When Union City Mayor and newly elected 33rd District Assemblyman Brian Stack resigned his position as Hudson County Freeholder two weeks ago, many in the area wondered who would replace him.
Stack didn’t have to look far to find that replacement when he recommended fellow Union City Commissioner Tilo Rivas.
Last week, the Hudson County Democratic Committee’s Sixth District members unanimously elected Rivas as Hudson County Freeholder for the 33rd District. The freeholder board oversees county contracts, business, and facilities (like the courthouse and jail).
As the highest-elected Dominican official in Hudson County, Rivas, according to Union City Mayor Brian Stack, is a perfect fit for the freeholder position.
“First of all, Tilo is someone who is a complete gentleman,” said Stack in a recent interview. “He’ll work hard and he is a team player, and on the freeholders, you have to be a team player. You have to know how to bend.”
Added Stack, “Tilo brings a perspective of being someone who knows municipal issues. He will be able to bring even more to the people of the 33rd District.”
Chairman of the Board of Hudson County Freeholders Sal Vega echoed Stack’s sentiments in a telephone interview last week.
“I’m sad to see Brian go,” said Vega. “We were very comfortable having him on the board with him being a mayor, but Tilo will be an asset to the freeholders. He has pledged to focus on things like education and housing, many things that are important to not only Union City but to the rest of the county.”
According to Vega, Rivas’ experience as a municipal official is an important facet in his appointment to the freeholders.
“Usually, there’s a learning curve for anyone that is an elected official,” said Vega. “It’s much easier to make the transition if you have experience, and Tilo has that experience. I expect him to fit right in.”
Rivas will serve out the rest of Stack’s term, which ends Dec. 31, 2005, and he has served as a Union City Commissioner since May, 2002. Rivas also served on the Union City Board of Education in 2001.
Rivas has worked for the Kraft Foods Corporation as a research scientist for Nabisco for over 10 years.

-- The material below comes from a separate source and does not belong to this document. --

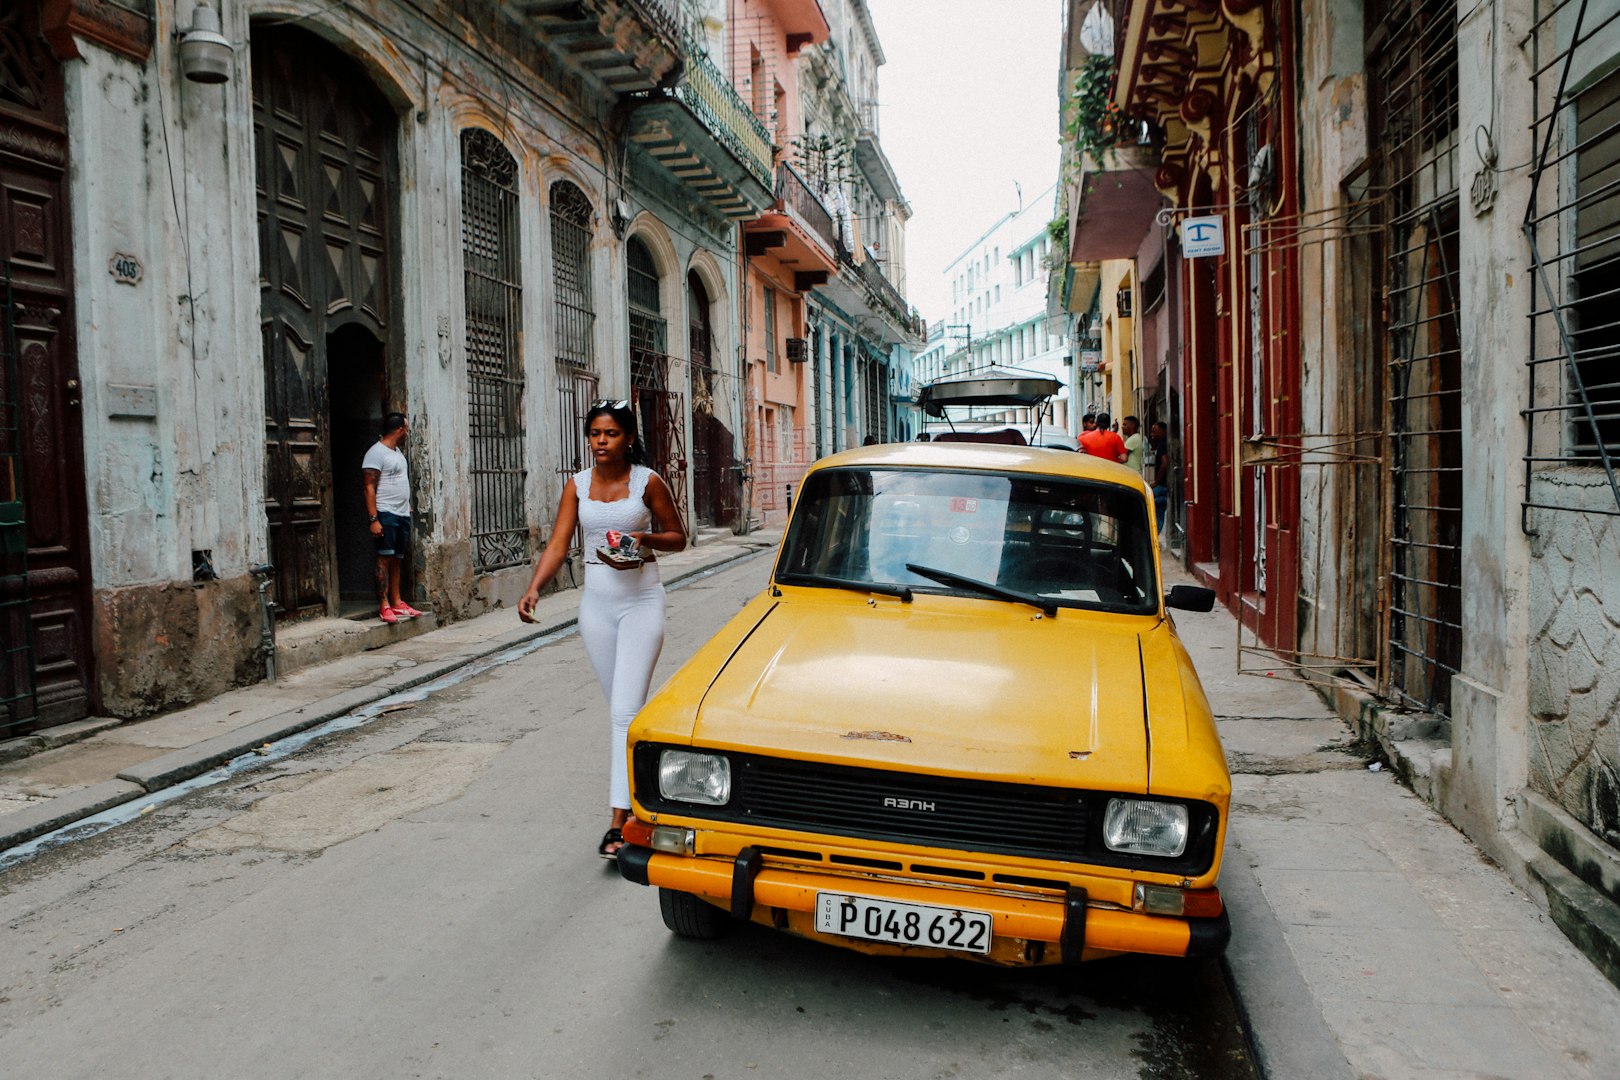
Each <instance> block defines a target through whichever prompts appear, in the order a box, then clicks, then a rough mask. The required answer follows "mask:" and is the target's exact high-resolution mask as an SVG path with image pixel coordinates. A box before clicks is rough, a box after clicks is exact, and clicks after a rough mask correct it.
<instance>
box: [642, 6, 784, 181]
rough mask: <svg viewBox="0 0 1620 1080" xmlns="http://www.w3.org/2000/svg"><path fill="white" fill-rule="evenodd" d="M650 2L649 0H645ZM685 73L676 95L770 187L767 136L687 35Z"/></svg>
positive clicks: (769, 142)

According to published reports, two other Union City officials were on Stack’s list to replace him: Union City Commissioner Christopher Irizarry, Deputy Director of Public Affairs Lucio Fernandez, and Union City Redevelopment Agency Director Kennedy Ng. Stack said that Irizarry declined the position because he had just accepted an appointment to a post on the Union City Board of Education. Ng’s position with the Redevelopment Agency is federal and thus, he can’t be a freeholder, and Fernandez is being looked at for another city post.
Rivas’ appointment makes him the first elected Dominican to serve above the municipal level. And the gravity of that fact is not lost on Rivas.
“This gives me great pride,” said Rivas. “This is a great big step for Dominicans. This is a great opportunity for Dominicans statewide to realize that they can succeed. Not just to pursue the ‘American Dream’, but to help other people as well.”
Certainly, Rivas’ appointment by Stack could be seen nepotistic, but as Rivas sees it, the results are what counts. “Brian has been a big supporter of mine,” Rivas said. “But everyone else in Union City has supported me. We are not working for votes; we are working for the people. This is a distressed city and we need to help these people.”
According to Stack, there have been no comments on his appointment of Rivas to the post. “I doesn’t matter that he’s one of my commissioners. He brings experience to the position, that’s all that counts.”
What he’ll do
Rivas stated last week that he is already working on compiling a list of issues that he intends to tackle in his first months as a freeholder.
Said Rivas, “I am going to work to bring county government back to the people. I want to make bringing the Hudson County Community College to Union City a reality. And I want to make sure that the area that the school will be in will be improved.”
Rivas went on to list improvements and initiatives that he wants to work on. Said Rivas, “Also on this list is getting more affordable housing to Union City and to continue supporting the 47th Street pool project. I want to get more lights in parks and updating recreation areas.”
Continued Rivas, “Something that is very important to me is to make sure that more Union City high school students take part in the Hudson County School of Technology. I support the scholarship program that the county has, and I think it is very important that students focus on the sciences.”
Rivas stated that Union City will remain his focus, and that there are many issues in the city that he wants to home in on. One issue in particular that Rivas pledged to involve himself in is the chaotic and dangerous intersection at 32nd and Kennedy Boulevard.
“This is very important,” said Rivas. “We have to do something about that area. It is chaos there. I will propose a bridge that goes over the roadway. This is a public problem, and I will also propose a dedicated left turn signal at that intersection.” Added Rivas, “I cannot wait to tackle this issue. I will emphasize this. So many people have complained about it.”
Rivas concluded by pledging to carry on the agenda that departed Freeholder Brian Stack adhered to. “I will do whatever he would have done,” said Rivas. “I also will be working closely with County Executive Tom DeGise.”